Интересно: кто будет судьями при расследовании грабежа гробниц? Конечно, сам Небмаатранахт, затем великий дворецкий, опахалоносец фараона Иниса, еще кто-то из царских писцов... Суэмбахамон вспомнил клятву, которую должен был принести всякий, выступающий по такому судебному процессу. Торжественные и суровые слова звучали в его ушах: «Как существует Амон, как существует правитель, да живет он, здравствует и благоденствует! Если будет обнаружено, что я общался с грабителями из числа этих грабителей, да буду я изувечен...»
Холодный пот покрыл все тело Суэмбахамона. Видение суда устрашило его. Разъяренный градоправитель — его помощник оказался предателем! — не поскупится на самые изощренные пытки. Беглецу показалось, что даже корабль замедляет свой ход. Скорее, скорее выбраться из пределов Египетского царства!
В дверь каюты просунулась голова раба Пенниута.
— Угодно ли господину обедать?
После молчаливого кивка Суэмбахамона раб исчез и скоро вернулся с подносом. На плоских деревянных блюдах лежали две холодные жареные утки, овощи, фрукты, стояли кувшины со сладким вином и водой. Только после первой чаши и ложки редьки в меду вельможа почувствовал острый голод и вспомнил, что за целый день еще ничего не ел. Все кушанья показались ему необыкновенно вкусными, и блюда скоро опустели. Отяжелевший от еды и вина Суэмбахамон снова прилег на ложе и незаметно для себя уснул.

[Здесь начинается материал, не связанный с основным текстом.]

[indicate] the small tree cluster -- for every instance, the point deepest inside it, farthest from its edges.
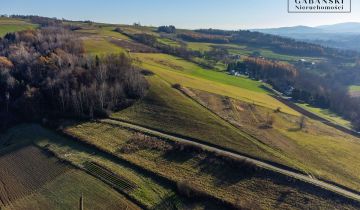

Спал вельможа долго. Когда он проснулся, в каюте уже было темно. Покряхтывая, Суэмбахамон выбрался на палубу. Корабль продолжал свой неустанный бег на север; рулевой, чуть слышно мурлыкал себе под нос незатейливую песенку. Все вокруг было тихо и безмятежно. Медленно проплывали назад темные купы рощ на берегах, иногда вспыхивали одинокие огоньки селений.
Полный Неферхотеп-Хонсу* спокойно сиял с неба. Серебрился под его лучами Хапи. И вдруг сердце Суэмбахамона сжала острая тоска, она была почти физически ощутима, как боль. Ведь через несколько дней он навсегда расстанется с этим привычным миром, в котором он родился, вырос и надеялся умереть! Никогда, никогда больше он не увидит Хапи, не напьется его сладкой воды. В удачу, выпавшую" некогда беглецу Синухету ', вельможа не верил. Такие поступки не прощаются!
Сузмбахамюн резко повернулся и вошел в каюту. Он впервые почувствовал на своих глазах горькие слезы изгнанника.
' В древнеегипетской повести о Синухете рассказывается, как приближенный фараона, убоявшись гнева своего повелителя, бежал в пустыню, долго прожил среди кочевников, но потом был прощен, снова призван в Египет, где и обрел прежнее благополучие и счастье.